PatchSiren

PatchSiren cyber security CVE debrief

CVE-2026-8977 techjewel CVE debrief

The WP GDPR Cookie Consent plugin for WordPress is vulnerable to Stored Cross-Site Scripting via the 'ninja_gdpr_ajax_actions' AJAX action in versions up to, and including, 1.0.0. This is due to missing capability and nonce checks on the handleAjaxCalls() function, combined with insufficient input sanitization on the gdprConfig values and missing output escaping in the generateCSS() function which echoes stored configuration values directly into a <style> block rendered on wp_head. This makes it possible for authenticated attackers, with subscriber-level access and above, to inject arbitrary web scripts in pages that will execute whenever a user accesses an injected page.

Vendor
techjewel
Product
WP GDPR Cookie Consent
CVSS
MEDIUM 6.4
CISA KEV
Not listed in stored evidence
Original CVE published
2026-06-09
Original CVE updated
2026-06-09
Advisory published
2026-06-09
Advisory updated
2026-06-09

Who should care

Users of the WP GDPR Cookie Consent plugin for WordPress, particularly those with subscriber-level access and above, should be aware of this vulnerability and take steps to mitigate it.

Technical summary

The vulnerability exists in the WP GDPR Cookie Consent plugin for WordPress, specifically in the 'ninja_gdpr_ajax_actions' AJAX action. The handleAjaxCalls() function lacks capability and nonce checks, and the gdprConfig values are not properly sanitized.
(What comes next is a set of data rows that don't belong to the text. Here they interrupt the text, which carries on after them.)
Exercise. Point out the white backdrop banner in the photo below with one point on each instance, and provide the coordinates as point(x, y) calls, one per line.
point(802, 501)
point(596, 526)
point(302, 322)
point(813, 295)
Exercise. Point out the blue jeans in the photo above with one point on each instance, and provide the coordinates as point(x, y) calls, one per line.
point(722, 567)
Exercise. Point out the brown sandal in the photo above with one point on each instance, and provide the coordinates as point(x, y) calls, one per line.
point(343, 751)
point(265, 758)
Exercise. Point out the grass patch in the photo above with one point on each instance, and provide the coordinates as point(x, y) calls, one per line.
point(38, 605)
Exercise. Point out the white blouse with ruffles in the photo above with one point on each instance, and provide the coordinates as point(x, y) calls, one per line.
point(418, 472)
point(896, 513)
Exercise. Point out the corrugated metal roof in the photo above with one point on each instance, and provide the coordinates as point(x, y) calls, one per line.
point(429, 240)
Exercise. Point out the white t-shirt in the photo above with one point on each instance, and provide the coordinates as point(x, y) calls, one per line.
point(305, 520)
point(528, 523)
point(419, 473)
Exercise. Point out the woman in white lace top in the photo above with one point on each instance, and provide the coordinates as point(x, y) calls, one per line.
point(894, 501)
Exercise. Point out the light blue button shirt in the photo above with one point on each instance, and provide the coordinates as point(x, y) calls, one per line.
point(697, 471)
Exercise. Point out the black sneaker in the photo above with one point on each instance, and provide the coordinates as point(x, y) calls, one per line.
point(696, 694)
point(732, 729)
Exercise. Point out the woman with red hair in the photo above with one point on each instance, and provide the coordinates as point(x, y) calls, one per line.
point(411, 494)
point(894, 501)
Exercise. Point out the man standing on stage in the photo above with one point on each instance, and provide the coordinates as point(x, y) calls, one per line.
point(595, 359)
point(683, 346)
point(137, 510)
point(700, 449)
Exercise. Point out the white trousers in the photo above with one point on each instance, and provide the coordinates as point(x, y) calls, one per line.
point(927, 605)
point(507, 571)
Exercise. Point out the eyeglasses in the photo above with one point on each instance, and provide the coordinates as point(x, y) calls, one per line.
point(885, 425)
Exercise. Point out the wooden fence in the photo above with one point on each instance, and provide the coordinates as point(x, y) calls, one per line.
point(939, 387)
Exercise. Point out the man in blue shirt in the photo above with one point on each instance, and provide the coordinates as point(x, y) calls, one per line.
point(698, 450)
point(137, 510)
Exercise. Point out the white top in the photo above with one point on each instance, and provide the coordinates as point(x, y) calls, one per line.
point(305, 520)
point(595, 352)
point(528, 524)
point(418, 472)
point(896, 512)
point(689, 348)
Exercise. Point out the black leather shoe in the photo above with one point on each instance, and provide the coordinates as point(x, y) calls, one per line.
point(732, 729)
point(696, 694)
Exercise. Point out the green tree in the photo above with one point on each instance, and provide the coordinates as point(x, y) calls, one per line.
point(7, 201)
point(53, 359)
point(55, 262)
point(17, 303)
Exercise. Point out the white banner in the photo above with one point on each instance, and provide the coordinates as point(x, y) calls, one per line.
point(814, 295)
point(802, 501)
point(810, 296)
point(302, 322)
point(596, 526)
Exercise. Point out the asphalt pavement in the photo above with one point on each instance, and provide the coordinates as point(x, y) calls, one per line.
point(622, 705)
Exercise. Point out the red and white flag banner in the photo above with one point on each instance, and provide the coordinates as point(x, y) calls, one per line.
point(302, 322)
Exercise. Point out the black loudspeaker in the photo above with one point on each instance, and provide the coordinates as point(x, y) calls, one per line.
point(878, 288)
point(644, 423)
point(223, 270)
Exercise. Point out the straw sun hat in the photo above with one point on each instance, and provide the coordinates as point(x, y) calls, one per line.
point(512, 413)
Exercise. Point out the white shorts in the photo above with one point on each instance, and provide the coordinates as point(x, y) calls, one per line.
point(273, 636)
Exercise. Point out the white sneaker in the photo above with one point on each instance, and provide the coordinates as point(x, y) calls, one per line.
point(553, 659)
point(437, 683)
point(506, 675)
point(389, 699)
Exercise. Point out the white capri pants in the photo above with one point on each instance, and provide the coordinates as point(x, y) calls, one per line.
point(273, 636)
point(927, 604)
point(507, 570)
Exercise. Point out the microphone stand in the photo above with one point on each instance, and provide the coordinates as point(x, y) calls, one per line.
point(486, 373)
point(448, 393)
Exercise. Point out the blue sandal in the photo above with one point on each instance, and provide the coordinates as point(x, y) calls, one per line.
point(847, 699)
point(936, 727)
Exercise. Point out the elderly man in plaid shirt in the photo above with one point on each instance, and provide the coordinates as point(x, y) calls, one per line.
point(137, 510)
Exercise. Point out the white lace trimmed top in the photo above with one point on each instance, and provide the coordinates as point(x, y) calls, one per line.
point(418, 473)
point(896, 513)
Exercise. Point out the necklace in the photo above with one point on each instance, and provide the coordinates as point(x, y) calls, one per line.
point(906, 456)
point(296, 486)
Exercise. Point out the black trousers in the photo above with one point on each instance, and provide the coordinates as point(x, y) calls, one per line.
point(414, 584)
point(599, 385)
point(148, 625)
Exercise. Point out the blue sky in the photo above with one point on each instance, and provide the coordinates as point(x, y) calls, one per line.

Additionally, the generateCSS() function does not escape output, allowing attackers to inject arbitrary web scripts.

Defensive priority

MEDIUM

Recommended defensive actions

  • Update the WP GDPR Cookie Consent plugin to a version that includes a fix for this vulnerability.
  • Limit access to the 'ninja_gdpr_ajax_actions' AJAX action to prevent unauthorized modifications.
  • Implement additional security measures, such as input validation and output escaping, to prevent similar vulnerabilities.

Evidence notes

The CVE-2026-8977 record and associated references provide evidence of this vulnerability. [See resourceLinkAnnotations for links]

Official resources

CVE-2026-8977 was published on 2026-06-09T05:16:41.087Z and modified on 2026-06-09T13:33:34.393Z.